19/05 Menschenrechte;
40/01 Verwaltungsverfahren;
41/02 Passrecht Fremdenrecht;

Norm

AsylG 1997 §8 Abs1;
AVG §67d;
EGVG 1991 Anlage Art2 Abs2 Z43a;
MRK Art3;

Betreff

Der Verwaltungsgerichtshof hat durch den Vorsitzenden Senatspräsident Mag. Heinzl sowie die Hofräte Mag. Nedwed und Dr. N. Bachler als Richter, im Beisein der Schriftführerin Dr. S. Giendl, über die Beschwerde des S, vertreten durch Dr. Hans-Jörg Luhamer, Rechtsanwalt in 1180 Wien, Gersthofer Straße 10/18, gegen den Bescheid des unabhängigen Bundesasylsenates vom 12. Jänner 2005, Zl. 256.125/0-VIII/23/04, betreffend §§ 7 und 8 Abs. 1 und 2 Asylgesetz 1997 (weitere Partei: Bundesminister für Inneres),

Spruch

I. zu Recht erkannt:

Der angefochtene Bescheid wird insoweit, als damit Spruchpunkt II. des erstinstanzlichen Bescheides (Feststellung, dass die Zurückweisung, Zurückschiebung oder Abschiebung des Beschwerdeführers nach Moldau zulässig ist) bestätigt wurde, wegen Rechtswidrigkeit infolge Verletzung von Verfahrensvorschriften, und insoweit, als damit Spruchpunkt III. des erstinstanzlichen Bescheides (Ausweisung des Beschwerdeführers "aus dem österreichischen Bundesgebiet") bestätigt wurde, wegen Rechtswidrigkeit seines Inhaltes aufgehoben.

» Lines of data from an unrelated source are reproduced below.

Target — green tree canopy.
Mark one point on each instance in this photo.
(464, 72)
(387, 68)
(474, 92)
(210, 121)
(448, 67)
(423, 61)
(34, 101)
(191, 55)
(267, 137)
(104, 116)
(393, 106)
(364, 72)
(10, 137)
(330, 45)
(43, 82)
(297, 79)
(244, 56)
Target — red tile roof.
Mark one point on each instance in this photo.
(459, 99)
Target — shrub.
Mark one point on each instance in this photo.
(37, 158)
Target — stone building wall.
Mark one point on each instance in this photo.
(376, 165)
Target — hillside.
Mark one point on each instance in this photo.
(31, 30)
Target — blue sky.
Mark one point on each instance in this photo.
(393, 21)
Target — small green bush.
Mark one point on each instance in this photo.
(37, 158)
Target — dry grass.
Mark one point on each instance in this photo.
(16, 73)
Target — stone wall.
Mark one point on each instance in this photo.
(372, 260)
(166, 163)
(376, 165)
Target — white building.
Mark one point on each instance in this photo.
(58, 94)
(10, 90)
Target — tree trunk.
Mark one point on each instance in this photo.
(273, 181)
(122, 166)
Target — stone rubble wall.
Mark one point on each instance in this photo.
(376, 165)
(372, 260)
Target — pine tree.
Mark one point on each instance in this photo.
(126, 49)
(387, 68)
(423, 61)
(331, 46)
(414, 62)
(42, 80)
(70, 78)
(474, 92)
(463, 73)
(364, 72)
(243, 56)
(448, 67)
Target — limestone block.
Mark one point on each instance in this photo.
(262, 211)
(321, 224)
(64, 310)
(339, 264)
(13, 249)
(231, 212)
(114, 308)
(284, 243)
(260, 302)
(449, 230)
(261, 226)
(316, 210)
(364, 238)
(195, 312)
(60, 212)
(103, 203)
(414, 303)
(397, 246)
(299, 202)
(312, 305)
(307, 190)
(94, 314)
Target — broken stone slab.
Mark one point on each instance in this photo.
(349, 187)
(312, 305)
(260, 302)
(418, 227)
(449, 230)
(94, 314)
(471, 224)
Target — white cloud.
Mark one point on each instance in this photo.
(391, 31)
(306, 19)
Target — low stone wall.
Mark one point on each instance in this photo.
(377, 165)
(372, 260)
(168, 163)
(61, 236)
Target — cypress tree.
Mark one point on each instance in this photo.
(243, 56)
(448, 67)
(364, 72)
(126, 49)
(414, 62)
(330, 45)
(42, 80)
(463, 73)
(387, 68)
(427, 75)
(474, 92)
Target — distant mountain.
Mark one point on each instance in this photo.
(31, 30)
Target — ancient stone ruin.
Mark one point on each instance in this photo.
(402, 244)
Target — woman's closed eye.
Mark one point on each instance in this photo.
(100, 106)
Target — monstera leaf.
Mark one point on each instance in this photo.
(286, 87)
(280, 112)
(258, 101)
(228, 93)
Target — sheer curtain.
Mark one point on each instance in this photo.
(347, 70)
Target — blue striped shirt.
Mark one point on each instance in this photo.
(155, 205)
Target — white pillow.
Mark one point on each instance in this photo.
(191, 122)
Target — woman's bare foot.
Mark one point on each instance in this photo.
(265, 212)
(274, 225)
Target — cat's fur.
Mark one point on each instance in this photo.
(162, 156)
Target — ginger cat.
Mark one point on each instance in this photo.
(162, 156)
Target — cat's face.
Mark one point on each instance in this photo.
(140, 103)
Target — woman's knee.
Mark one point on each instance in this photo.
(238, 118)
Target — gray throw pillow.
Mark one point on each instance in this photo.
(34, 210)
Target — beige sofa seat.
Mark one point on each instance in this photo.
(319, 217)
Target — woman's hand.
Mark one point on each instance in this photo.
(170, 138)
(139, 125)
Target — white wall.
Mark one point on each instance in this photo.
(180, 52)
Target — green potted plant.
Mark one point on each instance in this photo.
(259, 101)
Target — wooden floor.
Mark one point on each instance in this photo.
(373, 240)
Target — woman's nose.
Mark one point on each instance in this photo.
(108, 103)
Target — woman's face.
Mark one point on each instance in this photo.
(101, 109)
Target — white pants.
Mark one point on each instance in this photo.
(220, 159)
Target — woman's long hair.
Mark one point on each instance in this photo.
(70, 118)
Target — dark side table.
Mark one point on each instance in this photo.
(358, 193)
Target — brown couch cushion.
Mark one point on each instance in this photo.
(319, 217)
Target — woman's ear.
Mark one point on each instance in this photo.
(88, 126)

Der Bund hat dem Beschwerdeführer Aufwendungen in der Höhe von EUR 991,20 binnen zwei Wochen bei sonstiger Exekution zu ersetzen.

II. den Beschluss gefasst:

Im Übrigen wird die Behandlung der Beschwerde abgelehnt.

Begründung

Der Beschwerdeführer, ein Staatsangehöriger von Moldau, gelangte am 24. Mai 2003 in das Bundesgebiet und beantragte am 26. Mai 2003 Asyl. Bei seiner Einvernahme vor dem Bundesasylamt am 23. Juni 2003 gab der Beschwerdeführer an, Moldau verlassen zu haben "um nicht zu verhungern". Sein Vater sei 1993 verstorben. Seine Mutter sei eine arbeitslose Alkoholikerin. Er habe auch noch einen 82-jährigen Großvater. In Moldau habe sich niemand um ihn kümmern können. Auch hätte er "Schwierigkeiten mit Zigeunern" gehabt. Am 15. Mai 2003 sei er auf der Straße von einem Jungen belästigt worden. Dieser hätte ihn auf der Straße in Chisinau beschimpft. Dann habe ein "erwachsener Zigeuner" gedroht, ihn zu verprügeln. Im Falle einer Rückkehr nach Moldau könne sich niemand um ihn kümmern.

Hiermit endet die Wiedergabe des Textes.